Extended Data Fig. 7. S2X259 epitope conservation across sarbecovirus clades.

Protein sequence alignment of representative sarbecovirus RBDs with strictly conserved residues shown as dots. Overall conservation is represented as a bar plot. Positions are based on SARS-CoV-2 RBD. Residues determined to be important for S2X259 binding are denoted in dark green. Substitutions at positions D405 and G504 are indicated in pink and blue/orange, respectively. Additional residues representing extended epitope, are denotated grey. Different clades within the sarbecovirus subgenus are overlayed in grey (clade 1a), red (clade 1b), green (clade 2), and light blue (clade 3).

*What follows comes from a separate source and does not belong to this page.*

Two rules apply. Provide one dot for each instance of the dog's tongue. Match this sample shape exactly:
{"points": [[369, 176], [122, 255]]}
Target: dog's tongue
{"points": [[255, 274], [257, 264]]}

Extended Data Fig. 8. S2X259 Fc-mediated activation of FcγRIIa and FcγRIIIa in vitro.

a-b, NFAT-driven luciferase signal induced in Jurkat cells stably expressing FcγRIIa H131 (a) variant or FcγRIIIa V158 (b) variant by S2X259 binding to full-length wild-type SARS-CoV-2 S on ExpiCHO target cells. c-d, NFAT-driven luciferase signal induced in Jurkat cells stably expressing FcγRIIa H131 (c) or FcγRIIIa V158 (d) variants by S2X259 binding to uncleavable full-length pre-fusion stabilized SARS-CoV-2 S (unable to release the S1 subunit) transiently expressed in ExpiCHO cells. SE12, S2M11, S309, S309-GRLR mAbs are included as controls.

Extended Data Fig. 9. Prophylactic administration of S2X259 mAb protects hamsters against prototypic (Wuhan-1 related) SARS-CoV-2 challenge.

a-b, Viral RNA loads (a) and replicating virus titres (b) in the lungs of Syrian hamsters 4 days post-intranasal infection with prototypic SARS-CoV-2. Results for one independent experiment are shown. c-d, Viral RNA loads and replicating virus titers in the lung 4 days post infection plotted as a function of serum mAb concentrations before infection (day 0). Irrelevant mAb n=3; S2X259 4 mg/kg n=4.